Paper ID: | 5436 |
---|---|

Title: | Theoretical Linear Convergence of Unfolded ISTA and Its Practical Weights and Thresholds |

This paper proves that the unfolded LISTA, an empirical deep learning solver for sparse codes, can guarantee faster (linear) asymptotical convergence than standard iterative ISTA algorithm. The authors proposed a partial weight coupling structure and a support detection schemes. Rooted in standard LASSO techniques, they are both shown to speed up LISTA convergence. The theories are endorsed by extensive simulations and a real-data CS experiment. Strength: I really like this paper. Simple, elegant, easy-to-implement techniques are backed up by solid theory. Experiments follow a step-by-step manner and accompanies theories fairly well. - ISTA is generally sub-linearly convergent before its iterates settle on a support. Several prior works [8,15,21] show the acceleration effect of LISTA from different views, but this paper for the first time established the linear convergence of LISTA (upper bound). I view that as an important progress in the research direction of NN sparse solvers. - Both weight coupling and support detection are well motivated by theoretical speedup results.
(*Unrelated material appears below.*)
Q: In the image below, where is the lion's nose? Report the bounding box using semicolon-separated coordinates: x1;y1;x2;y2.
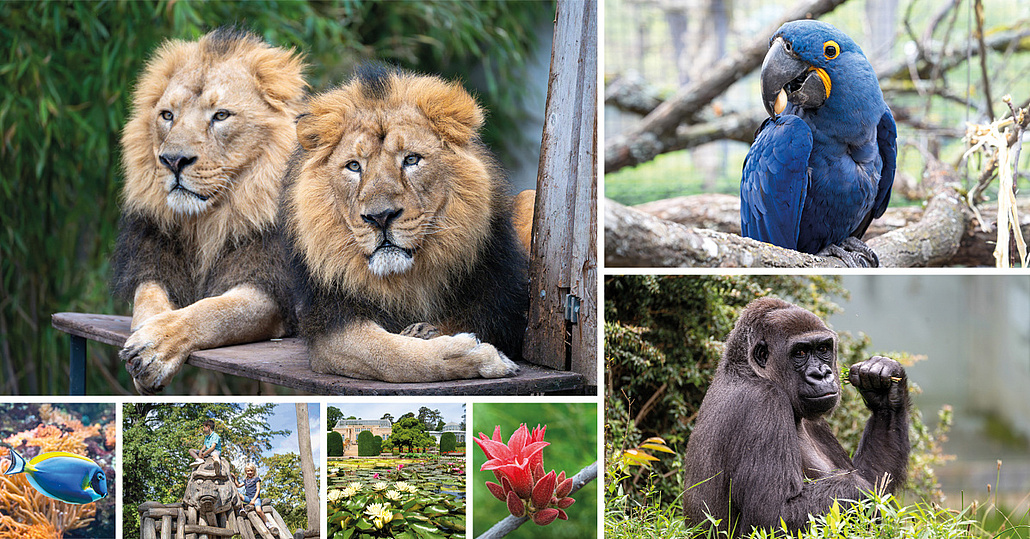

They are also very practical and can be “plug-and-play” with standard LISTA, with considerable improvements observed in experiments Weakness: I have no particular argument for weakness. Two suggestions for authors to consider: - How the authors see whether their theory can be extended to convolutional sparse coding, which might be more suitable choices for image CS? - Although IHT and LISTA solve different problems (thus not directly "comparable" in simulation), is it possible that the l0-based networks [4,21] can also achieve competitive performance in real data CS? The authors are suggested to compare in their updated version.

This paper introduces improved algorithms for unfolded sparse recovery solvers, provides better theoretical understanding of these algorithms and shows linear convergence (unlike before) for the introduced algorithms. It also does number of experiments showing various properties of the models and improved performance. Paper is nicely done and relevant. It is good and interesting that simplification of the algorithm (having one instead of two trainable matrices) improves the algorithm. - Line 22: Does ISTA and solution to (2) even converge to x* of (1) ? It shouldn’t as the |x| pushes down on the solution. Do you mean to say that it converges sub linearly to the final solution of (2)? In your graphs for ISTA later in the paper, do you do L2 error to x* or to solution of (2). - It would be good to say what sub linearly (or linearly) means - in terms of what? Of course you go into detail in the text later but it would be good to know at this point. - It would be good to state the protocol at the start. We unfold for N steps and train the network to predict (only) at the last step. It is interesting that the algorithm has good predictions at earlier steps, even though it was not trained for that. - 123: and “trust them as true support” -> “trust them as true support and won’t pass them through thresholding”. - Figure 3: How come there is so little difference between ISTA and FISTA - I though the latter converged quite a bit faster. Is it because of my first point?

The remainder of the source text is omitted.